Die gegenwärtige Krise, die als globale Finanzkrise begann, und dann zu einer europäischen Banken- und Staatsschuldenkrise wurde, hat gezeigt, dass das europäische politische System nicht im Stande war und ist, auf die wirtschaftliche Herausforderung demokratisch zu reagieren. Im Gegenteil, die Europäische Kommission und die europäische Zentralbank versuchten und versuchen, eine Art von autoritärer Legitimität außerhalb demokratischer Prozesse zu erzeugen und ihre Politik durch eine Revolution von Oben durchzusetzen. Zu deren Auswirkungen gehören die institutionellen Widersprüche der EU, die riesigen Diskrepanzen zwischen den verschiedenen Ländern der EU, und nicht zuletzt die gravierenden sozialen Auswirkungen der Politik, mit der versucht wird, der Krise Herr zu werden. Diese haben schlussendlich auch eine moralische Dimension, nämlich die Delegitimierung der europäischen Institutionen und des europäischen Projekts, und eine tiefgehende Verunsicherung unter vielen Menschen in Europa. Das gilt nicht nur im Süden, sondern in ganz Europa, z.B. auch in Frankreich, was unter bestimmten Umständen zu extremen Auswüchsen führen kann. Dabei ist die Finanzkrise immer noch nicht wirklich vorbei, und weder in Europe noch auf globaler Ebene sind die Probleme, die zur Krise geführt haben, gelöst.

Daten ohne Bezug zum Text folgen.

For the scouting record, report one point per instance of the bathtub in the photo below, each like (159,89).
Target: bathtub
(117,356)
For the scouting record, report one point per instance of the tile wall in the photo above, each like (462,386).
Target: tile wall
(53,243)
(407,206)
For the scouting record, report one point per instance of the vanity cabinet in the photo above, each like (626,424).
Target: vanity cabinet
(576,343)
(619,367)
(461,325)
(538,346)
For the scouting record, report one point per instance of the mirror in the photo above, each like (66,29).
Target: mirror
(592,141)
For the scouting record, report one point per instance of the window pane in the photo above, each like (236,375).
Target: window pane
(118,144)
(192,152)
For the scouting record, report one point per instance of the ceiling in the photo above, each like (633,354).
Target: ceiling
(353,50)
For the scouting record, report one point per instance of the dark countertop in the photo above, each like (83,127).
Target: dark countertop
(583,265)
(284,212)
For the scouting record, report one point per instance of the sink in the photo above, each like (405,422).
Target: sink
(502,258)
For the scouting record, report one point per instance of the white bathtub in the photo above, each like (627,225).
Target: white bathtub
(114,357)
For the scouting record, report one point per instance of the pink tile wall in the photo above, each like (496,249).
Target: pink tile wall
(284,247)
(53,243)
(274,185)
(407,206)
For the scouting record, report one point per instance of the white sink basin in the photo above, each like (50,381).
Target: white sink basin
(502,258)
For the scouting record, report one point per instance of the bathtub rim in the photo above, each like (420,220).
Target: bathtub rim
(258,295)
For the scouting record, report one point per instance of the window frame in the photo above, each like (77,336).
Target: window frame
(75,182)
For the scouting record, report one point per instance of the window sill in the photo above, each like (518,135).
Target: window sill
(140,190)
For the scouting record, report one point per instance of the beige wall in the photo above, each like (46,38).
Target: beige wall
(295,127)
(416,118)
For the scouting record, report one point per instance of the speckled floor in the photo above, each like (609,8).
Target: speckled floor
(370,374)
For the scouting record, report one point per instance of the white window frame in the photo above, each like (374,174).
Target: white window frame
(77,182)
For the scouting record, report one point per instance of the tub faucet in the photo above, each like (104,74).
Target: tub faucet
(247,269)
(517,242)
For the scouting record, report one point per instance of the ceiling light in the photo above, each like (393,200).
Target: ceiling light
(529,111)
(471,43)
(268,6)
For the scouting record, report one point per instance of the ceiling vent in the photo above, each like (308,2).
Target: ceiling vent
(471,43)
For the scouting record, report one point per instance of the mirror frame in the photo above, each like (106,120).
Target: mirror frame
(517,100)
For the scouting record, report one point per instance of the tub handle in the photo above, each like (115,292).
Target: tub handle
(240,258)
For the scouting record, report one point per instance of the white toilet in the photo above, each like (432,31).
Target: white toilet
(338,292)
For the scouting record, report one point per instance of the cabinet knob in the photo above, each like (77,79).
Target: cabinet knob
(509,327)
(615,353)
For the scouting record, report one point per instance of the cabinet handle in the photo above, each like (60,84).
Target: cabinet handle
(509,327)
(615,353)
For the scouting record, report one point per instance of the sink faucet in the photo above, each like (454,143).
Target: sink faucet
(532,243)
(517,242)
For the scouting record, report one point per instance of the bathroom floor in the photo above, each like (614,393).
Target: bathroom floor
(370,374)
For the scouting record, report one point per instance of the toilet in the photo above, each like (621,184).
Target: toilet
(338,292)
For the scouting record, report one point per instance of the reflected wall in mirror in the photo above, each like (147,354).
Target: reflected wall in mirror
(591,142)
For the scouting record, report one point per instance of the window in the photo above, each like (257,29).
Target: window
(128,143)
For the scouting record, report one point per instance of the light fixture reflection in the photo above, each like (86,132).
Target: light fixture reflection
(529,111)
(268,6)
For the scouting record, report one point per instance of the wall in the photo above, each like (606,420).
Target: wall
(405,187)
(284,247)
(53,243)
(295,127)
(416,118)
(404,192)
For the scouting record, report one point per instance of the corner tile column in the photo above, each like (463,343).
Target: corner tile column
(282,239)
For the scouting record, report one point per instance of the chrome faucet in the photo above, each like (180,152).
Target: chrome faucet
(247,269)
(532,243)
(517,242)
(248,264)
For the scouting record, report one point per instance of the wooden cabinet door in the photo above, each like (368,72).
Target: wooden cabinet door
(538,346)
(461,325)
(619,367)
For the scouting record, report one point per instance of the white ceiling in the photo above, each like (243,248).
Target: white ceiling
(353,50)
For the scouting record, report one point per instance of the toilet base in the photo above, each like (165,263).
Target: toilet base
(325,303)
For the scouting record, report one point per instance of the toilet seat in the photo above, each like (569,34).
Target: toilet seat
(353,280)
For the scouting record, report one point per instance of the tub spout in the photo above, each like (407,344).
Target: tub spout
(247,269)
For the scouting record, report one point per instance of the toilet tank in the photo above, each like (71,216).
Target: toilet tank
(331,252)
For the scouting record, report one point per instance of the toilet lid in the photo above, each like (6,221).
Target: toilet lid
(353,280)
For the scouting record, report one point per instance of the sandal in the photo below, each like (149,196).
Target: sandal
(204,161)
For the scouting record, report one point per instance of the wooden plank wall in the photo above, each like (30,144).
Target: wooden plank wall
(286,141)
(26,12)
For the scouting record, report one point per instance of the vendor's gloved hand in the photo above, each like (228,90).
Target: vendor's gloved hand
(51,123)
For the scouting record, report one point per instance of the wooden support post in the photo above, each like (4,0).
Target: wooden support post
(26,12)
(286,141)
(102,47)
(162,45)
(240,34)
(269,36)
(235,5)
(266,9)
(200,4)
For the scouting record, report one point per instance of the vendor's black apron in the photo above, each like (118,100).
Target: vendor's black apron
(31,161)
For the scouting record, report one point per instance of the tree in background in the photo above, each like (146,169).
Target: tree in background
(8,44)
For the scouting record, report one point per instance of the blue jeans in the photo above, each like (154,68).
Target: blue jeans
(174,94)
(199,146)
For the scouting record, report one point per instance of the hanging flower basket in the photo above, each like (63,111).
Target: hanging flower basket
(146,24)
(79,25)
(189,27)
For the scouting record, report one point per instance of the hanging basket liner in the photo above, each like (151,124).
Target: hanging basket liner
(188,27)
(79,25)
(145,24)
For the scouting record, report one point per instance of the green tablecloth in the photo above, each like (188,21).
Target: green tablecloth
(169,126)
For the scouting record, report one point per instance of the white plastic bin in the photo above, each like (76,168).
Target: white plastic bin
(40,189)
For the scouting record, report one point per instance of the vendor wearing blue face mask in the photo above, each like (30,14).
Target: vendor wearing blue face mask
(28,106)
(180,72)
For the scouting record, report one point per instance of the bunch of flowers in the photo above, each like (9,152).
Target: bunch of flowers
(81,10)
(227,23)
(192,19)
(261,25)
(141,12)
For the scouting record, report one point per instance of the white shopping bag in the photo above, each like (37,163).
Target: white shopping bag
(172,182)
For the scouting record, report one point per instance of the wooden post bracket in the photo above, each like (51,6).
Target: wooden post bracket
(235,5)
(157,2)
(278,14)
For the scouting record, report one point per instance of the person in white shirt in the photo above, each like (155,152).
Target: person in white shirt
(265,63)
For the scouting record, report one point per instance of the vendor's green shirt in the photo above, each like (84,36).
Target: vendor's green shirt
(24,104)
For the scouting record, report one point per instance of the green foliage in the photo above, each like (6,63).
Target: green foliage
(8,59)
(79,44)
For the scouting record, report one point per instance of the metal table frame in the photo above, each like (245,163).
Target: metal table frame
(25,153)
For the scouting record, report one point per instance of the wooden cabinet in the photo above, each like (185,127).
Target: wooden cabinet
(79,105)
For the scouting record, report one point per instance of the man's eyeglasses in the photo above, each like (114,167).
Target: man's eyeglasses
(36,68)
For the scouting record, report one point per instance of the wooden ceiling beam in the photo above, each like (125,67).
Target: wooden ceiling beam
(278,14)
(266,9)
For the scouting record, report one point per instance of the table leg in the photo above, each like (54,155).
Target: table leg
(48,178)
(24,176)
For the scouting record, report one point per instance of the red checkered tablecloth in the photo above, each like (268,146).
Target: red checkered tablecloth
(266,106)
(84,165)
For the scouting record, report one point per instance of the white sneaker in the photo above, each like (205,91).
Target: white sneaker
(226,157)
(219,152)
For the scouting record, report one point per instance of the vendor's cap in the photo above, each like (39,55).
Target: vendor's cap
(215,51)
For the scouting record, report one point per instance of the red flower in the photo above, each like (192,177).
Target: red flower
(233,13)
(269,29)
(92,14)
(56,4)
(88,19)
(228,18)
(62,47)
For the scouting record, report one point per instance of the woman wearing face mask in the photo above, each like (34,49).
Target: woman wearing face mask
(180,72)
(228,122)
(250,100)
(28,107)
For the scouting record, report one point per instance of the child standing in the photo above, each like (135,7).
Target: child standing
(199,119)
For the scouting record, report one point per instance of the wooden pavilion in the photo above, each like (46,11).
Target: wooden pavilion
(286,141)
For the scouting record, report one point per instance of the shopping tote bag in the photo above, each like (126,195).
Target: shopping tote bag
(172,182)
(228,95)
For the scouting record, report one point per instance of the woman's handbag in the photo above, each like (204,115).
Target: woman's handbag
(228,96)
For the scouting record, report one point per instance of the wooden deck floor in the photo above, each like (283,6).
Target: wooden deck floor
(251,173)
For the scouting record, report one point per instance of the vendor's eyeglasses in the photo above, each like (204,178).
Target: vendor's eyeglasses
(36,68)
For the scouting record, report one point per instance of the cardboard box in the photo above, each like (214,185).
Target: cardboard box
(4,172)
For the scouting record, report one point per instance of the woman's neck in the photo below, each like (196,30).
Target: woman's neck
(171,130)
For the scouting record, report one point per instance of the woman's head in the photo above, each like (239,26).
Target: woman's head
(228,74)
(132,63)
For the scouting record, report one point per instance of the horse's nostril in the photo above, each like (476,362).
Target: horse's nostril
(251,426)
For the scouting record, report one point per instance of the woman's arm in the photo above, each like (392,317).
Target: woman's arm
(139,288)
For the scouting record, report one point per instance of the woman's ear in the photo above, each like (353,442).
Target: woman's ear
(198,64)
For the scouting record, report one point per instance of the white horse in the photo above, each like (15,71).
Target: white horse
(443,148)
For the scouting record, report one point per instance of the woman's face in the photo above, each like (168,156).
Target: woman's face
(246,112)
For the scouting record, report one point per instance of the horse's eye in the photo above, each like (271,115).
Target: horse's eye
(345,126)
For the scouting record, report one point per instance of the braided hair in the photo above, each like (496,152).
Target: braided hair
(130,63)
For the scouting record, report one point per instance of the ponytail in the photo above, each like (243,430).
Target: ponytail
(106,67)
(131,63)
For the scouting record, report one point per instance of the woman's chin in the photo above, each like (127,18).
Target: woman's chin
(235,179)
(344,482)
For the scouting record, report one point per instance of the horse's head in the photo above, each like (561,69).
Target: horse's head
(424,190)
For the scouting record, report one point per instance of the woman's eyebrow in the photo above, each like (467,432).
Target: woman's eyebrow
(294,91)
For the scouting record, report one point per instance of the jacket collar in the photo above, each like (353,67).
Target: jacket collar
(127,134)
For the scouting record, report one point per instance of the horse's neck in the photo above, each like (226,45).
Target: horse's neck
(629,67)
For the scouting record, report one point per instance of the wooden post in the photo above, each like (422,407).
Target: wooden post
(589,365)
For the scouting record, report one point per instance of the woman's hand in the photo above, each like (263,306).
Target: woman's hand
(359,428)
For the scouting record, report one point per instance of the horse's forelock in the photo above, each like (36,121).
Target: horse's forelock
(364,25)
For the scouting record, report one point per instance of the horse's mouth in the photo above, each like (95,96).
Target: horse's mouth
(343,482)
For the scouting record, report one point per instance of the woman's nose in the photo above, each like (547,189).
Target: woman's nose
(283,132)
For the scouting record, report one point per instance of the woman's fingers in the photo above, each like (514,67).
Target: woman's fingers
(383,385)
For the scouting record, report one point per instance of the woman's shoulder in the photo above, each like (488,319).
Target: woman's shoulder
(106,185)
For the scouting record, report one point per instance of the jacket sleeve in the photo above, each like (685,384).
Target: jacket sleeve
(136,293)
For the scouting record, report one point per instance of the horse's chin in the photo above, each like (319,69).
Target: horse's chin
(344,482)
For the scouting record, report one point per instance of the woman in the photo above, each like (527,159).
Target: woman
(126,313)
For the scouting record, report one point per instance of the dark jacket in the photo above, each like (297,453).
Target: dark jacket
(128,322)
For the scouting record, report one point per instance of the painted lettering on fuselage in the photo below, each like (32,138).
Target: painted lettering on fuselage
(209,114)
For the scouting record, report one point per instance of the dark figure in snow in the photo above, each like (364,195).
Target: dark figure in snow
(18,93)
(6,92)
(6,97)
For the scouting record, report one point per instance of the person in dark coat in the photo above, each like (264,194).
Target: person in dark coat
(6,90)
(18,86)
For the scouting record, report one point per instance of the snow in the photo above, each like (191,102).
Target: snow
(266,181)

Durch die europäische Banken- und Staatsschuldenkrise haben sich die Gegensätze zwischen den EU-Ländern vergrößert, das Ansehen der EU ist vielerorten abgestürzt. Was bedeutet das für die Zukunft Europas?
Die zunehmende Ungleichheit und Spaltung zwischen den einzelnen Ländern ist einer der Widersprüche in der derzeitigen Verfasstheit der EU. Was früher die Teilung in Ost und West war, ist heute ein scharfer Abgrund zwischen Süd und Nord, zwischen Gläubigernationen und Schuldnerstaaten. Die Frage ist: Wie groß kann der Abgrund, das „Wohlstandsgefälle“ werden, ohne dass die EU auseinander bricht? Sogar Liberale wie Jürgen Habermas, obwohl er derzeit in vieler Hinsicht eine sehr progressive Rolle spielt, favorisieren ja die Idee eines Kerneuropas und eines peripheren Europas, was mit der EU, die wir derzeit haben, nicht zusammen geht. Man müsste Länder aus dem Euro ausschließen, um das durchzusetzen.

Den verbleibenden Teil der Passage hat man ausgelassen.